NetworkWorld: Wie geht es dann weiter?

Herrmann: Im ersten Schritt haben wir mit dem Kunden die Anforderungen festgelegt und nach ihrem Gewicht in eine Reihenfolge gebracht. Noch am gleichen Tag werden Produkte festgelegt, die in die Bewertung einfließen. Nicht alle auf dem Markt erhältlichen Lösungen sind sinnvoll, einige lassen sich angesichts der Anforderungen von vornherein ausscheiden. Wir benennen drei bis sechs Kandidaten und berücksichtigen auch Vorschläge der Teilnehmer.

NetworkWorld: Jetzt bewerten Sie die Produkte in ihrem Testlabor. Nach welchen Kriterien prüfen sie die Alternativen?

Herrmann: Wir bewerten und tes-ten in der Reihenfolge der Anforderungen von Rang eins bis Rang x, zu wieviel Prozent die Kriterien erfüllt sind. Dabei kommen viele Randbedingungen zum Tragen. Zum Beispiel kann eine geforderte Eigenschaft zwar erfüllt sein, ihre Umsetzung aber einen großen Aufwand erfordern. Oft stehen auch drei oder vier Anforderungen miteinander in Zusammenhang.

NetworkWorld: Mit den Tests ermitteln sie zwei bis drei Sieger, die die geforderten Eigenschaften am besten erfüllen. Diese gehen in die letzte Runde.

Herrmann: Die Unternehmen testen die Produkte der engeren Wahl in ihrer Umgebung. Auf Wunsch beraten wir sie beim Entwurf eines geeigneten Testaufbaus, der neben den Anforderungen auch tägliche Aufgaben und Probleme berücksichtigen soll.

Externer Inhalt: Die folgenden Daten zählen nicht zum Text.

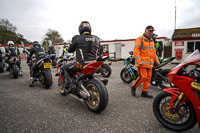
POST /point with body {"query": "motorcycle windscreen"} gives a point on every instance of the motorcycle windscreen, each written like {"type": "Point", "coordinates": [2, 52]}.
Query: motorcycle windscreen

NetworkWorld: Lässt sich das Verfahren auch auf Hardware oder auf Services eines Providers anwenden?

Herrmann: Mit der Matrixmethode kann man alles gewichten.

NetworkWorld: Was müssen Firmen beachten, die diese Evaluierungstechnik selbst anwenden wollen?

Herrmann: Sie brauchen einen kompetenten Moderator, der Erfahrungen mit allen infrage kommenden Produkten hat. Die Kombination aus Produktwissen und der Matrixmethode verkürzt den Evaluierungsprozess auf vier bis acht Tage bei einer geringen Ressourcenbindung im Unternehmen. Ohne das erforderliche Produkt-Know-how benötigt eine Firma für den Vorgang mehrere Monate, auch wenn sie nach dem QFD-Verfahren vorgeht. Wir empfehlen deshalb einen externen Berater, der von den Vorurteilen über Produkte und den politischen Ansichten im Unternehmen frei ist.